Dr Michelle Samuel (McGill University Health Centre, Canada) and colleagues evaluated the long-term effectiveness of catheter ablation in patients with AF-HF in reducing the incidence of all-cause mortality, HF hospitalisations, and major morbidities (i.e. stroke/TIA and major bleeding) [1]. A population-based administrative cohort of 87,676 AF-HF patients was created for this purpose . Patients who underwent catheter ablation (n=298) were matched 1:2 to controls (n=591) using risk-set sampling. Cases were matched on time in the cohort and frequency of hospitalisations.
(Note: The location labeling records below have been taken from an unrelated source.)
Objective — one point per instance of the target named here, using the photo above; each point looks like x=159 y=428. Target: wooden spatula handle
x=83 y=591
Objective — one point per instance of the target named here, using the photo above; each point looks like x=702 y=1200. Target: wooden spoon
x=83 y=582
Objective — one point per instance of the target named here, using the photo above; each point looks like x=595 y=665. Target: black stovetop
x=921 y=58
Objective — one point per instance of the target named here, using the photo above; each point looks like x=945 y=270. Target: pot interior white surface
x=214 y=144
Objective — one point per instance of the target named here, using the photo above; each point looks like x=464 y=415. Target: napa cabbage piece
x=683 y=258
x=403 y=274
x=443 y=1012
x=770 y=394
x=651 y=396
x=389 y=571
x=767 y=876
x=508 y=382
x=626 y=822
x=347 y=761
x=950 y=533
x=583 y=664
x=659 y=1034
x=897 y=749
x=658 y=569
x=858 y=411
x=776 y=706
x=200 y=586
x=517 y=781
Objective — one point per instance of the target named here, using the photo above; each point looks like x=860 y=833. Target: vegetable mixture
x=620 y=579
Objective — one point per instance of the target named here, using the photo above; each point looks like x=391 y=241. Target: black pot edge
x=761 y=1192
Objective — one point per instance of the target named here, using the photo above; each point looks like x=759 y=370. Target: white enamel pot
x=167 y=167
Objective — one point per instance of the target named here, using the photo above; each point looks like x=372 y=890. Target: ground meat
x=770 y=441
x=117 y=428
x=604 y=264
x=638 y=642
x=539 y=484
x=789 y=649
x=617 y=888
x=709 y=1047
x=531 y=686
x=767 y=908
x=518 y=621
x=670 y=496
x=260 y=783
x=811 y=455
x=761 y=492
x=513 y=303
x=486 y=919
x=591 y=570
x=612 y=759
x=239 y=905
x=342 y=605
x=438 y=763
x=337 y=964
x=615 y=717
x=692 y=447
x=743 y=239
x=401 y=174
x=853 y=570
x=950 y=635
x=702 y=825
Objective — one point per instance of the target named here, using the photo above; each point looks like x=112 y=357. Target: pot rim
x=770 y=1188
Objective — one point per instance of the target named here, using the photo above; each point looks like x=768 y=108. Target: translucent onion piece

After inverse probability of treatment weighting, the distribution of covariates was balanced between cases and controls with age 65.6 vs 61.6 years, women 24% vs 20%, CHA2DS2-Vasc score 3.2 vs 2.9, and catheter ablation vs non-catheter ablation, respectively (standardised mean differences was <0.1 for all). The median follow-up was 3.3 years. A total of 7.3% of catheter ablation patients died vs 24.6% of non-catheter ablation patients. After weighting and adjustment, catheter ablation was associated with a statistically significant reduction in the incidence of all-cause mortality (adjusted HR 0.5). No statistically significant difference was observed in the incidence of HF hospitalisations during follow-up (catheter ablation 22.5% vs non-catheter ablation 27.1%; adjusted HR 0.9). The incidence of stroke/TIA (1.7% vs 6.8%) and major bleeding (1.7% vs 4.9%) in patients who had catheter ablation compared with those who had not, were not statistically different.
1. Samuel M, et al. Catheter ablation is associated with reduced all-cause mortality in a real-world cohort of patients with atrial fibrillation and heart failure. FP Number P1024. ESC Congress 2019, 31 Aug-4 Sept, Paris, France.